Since the tuples are sorted, you can simply search for the first tuple with a value lower than the threshold, and then delete the remaining values using slice notation:
index = next(i for i, (t1, t2) in enumerate(myTup) if t2 < threshold)
del myTup[index:]
As Vaughn Cato points out, a binary search would speed things up even more. bisect.bisect
would be useful, except that it won't work with your current data structure unless you create a separate key sequence, as documented here. But that violates your prohibition on creating new lists.
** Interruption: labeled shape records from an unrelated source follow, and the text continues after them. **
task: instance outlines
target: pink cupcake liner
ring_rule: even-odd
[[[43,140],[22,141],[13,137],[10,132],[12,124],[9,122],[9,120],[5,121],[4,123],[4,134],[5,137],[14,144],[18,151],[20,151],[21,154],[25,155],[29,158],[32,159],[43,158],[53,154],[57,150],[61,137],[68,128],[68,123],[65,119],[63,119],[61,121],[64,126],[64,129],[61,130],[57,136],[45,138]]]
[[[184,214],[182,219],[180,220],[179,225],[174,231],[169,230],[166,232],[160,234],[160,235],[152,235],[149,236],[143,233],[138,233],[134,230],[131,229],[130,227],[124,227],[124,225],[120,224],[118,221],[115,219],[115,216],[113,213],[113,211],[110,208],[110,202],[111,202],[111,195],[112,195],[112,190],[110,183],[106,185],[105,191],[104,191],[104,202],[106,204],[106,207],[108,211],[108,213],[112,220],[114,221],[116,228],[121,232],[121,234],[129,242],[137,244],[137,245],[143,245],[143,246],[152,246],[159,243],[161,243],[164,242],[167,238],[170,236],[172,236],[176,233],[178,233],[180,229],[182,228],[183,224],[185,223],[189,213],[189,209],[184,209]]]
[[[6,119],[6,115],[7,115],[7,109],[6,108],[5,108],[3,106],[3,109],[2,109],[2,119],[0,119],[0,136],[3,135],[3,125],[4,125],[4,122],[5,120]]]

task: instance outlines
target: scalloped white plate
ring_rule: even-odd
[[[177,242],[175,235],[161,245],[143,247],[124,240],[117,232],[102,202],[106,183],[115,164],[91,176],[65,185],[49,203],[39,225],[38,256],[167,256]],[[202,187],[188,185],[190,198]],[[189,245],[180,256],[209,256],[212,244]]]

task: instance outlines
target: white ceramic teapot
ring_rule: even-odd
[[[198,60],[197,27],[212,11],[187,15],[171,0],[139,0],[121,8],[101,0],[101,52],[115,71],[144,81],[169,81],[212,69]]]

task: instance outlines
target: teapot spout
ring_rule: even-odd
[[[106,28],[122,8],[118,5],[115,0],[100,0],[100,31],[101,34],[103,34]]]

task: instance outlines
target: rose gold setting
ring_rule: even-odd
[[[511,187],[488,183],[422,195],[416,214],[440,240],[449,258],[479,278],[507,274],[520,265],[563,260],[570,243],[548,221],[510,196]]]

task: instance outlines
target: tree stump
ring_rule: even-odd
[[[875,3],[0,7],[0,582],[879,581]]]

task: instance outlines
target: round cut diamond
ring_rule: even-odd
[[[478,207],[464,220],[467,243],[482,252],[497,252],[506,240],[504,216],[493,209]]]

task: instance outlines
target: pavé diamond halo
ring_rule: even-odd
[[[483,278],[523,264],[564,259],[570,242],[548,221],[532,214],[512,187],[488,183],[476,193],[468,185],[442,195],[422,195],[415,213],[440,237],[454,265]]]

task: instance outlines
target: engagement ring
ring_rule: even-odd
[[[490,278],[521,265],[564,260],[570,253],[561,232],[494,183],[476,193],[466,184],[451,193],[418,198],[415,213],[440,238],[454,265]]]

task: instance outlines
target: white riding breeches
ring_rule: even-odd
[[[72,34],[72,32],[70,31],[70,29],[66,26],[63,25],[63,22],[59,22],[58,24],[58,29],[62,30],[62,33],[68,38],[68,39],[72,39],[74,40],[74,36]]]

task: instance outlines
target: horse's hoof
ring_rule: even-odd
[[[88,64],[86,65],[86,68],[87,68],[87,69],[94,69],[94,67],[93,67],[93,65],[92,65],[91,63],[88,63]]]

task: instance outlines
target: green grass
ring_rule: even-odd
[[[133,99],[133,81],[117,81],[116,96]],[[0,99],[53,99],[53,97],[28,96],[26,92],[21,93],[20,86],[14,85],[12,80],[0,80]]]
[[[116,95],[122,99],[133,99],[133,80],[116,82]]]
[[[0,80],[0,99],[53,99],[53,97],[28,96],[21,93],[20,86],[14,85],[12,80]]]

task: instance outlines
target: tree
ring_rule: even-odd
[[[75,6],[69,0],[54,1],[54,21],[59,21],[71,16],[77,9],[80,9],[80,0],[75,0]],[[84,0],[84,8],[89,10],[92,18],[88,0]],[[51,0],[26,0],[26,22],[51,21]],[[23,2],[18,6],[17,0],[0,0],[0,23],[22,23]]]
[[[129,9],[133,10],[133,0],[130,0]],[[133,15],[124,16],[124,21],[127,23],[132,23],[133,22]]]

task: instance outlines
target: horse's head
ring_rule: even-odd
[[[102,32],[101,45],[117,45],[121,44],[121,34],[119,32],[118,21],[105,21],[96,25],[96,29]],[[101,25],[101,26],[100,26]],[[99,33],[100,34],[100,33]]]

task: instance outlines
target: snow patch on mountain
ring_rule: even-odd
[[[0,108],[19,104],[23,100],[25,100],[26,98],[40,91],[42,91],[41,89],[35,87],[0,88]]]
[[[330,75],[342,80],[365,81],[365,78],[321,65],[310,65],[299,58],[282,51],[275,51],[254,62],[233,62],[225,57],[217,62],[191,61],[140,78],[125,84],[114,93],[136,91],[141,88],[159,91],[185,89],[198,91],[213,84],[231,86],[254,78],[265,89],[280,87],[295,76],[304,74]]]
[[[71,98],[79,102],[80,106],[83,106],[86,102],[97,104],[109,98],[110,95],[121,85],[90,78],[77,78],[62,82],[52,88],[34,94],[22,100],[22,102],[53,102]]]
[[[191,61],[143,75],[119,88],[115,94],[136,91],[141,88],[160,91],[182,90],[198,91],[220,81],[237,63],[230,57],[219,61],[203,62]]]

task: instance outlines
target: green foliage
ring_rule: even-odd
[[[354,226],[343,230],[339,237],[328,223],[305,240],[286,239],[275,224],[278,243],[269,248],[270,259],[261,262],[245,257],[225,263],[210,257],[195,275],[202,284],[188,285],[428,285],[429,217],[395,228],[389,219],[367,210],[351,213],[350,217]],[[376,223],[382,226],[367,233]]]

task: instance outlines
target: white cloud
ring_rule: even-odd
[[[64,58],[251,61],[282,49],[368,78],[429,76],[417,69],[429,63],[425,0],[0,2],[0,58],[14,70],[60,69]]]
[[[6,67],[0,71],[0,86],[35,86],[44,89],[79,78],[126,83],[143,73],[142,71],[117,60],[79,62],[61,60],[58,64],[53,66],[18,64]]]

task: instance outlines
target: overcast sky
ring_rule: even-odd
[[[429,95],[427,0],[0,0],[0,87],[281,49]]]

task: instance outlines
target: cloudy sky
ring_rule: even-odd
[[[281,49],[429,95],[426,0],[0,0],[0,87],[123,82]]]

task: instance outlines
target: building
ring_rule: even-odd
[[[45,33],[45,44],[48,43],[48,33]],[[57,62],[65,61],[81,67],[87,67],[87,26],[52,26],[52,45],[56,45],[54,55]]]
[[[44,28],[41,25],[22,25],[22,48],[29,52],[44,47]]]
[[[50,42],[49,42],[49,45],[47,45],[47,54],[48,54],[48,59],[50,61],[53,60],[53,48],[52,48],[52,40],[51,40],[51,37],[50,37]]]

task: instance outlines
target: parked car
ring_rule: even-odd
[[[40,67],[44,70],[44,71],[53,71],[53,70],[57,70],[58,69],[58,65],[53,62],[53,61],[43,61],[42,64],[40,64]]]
Still, you could use the source code as the basis for your own binary search. Or, you could change your data structure:
>>> myTup
[(0, 'a'), (1, 'b'), (2, 'c'), (3, 'd'), (4, 'e'), (5, 'f'),
(6, 'g'), (7, 'h'), (8, 'i'), (9, 'j')]
>>> index = bisect.bisect(myTup, (threshold, None))
>>> del myTup[:index]
>>> myTup
[(6, 'g'), (7, 'h'), (8, 'i'), (9, 'j')]
The disadvantage here is that the deletion may occur in linear time, since Python will have to shift the entire block of memory back... unless Python is smart about deleting slices that start from 0
. (Anyone know?)
Finally, if you're really willing to change your data structure, you could do this:
[(-9, 'a'), (-8, 'b'), (-7, 'c'), (-6, 'd'), (-5, 'e'), (-4, 'f'),
(-3, 'g'), (-2, 'h'), (-1, 'i'), (0, 'j')]
>>> index = bisect.bisect(myTup, (-threshold, None))
>>> del myTup[index:]
>>> myTup
[(-9, 'a'), (-8, 'b'), (-7, 'c'), (-6, 'd')]
(Note that Python 3 will complain about the None
comparison, so you could use something like (-threshold, chr(0))
instead.)
My suspicion is that the linear time search I suggested at the beginning is acceptable in most circumstances.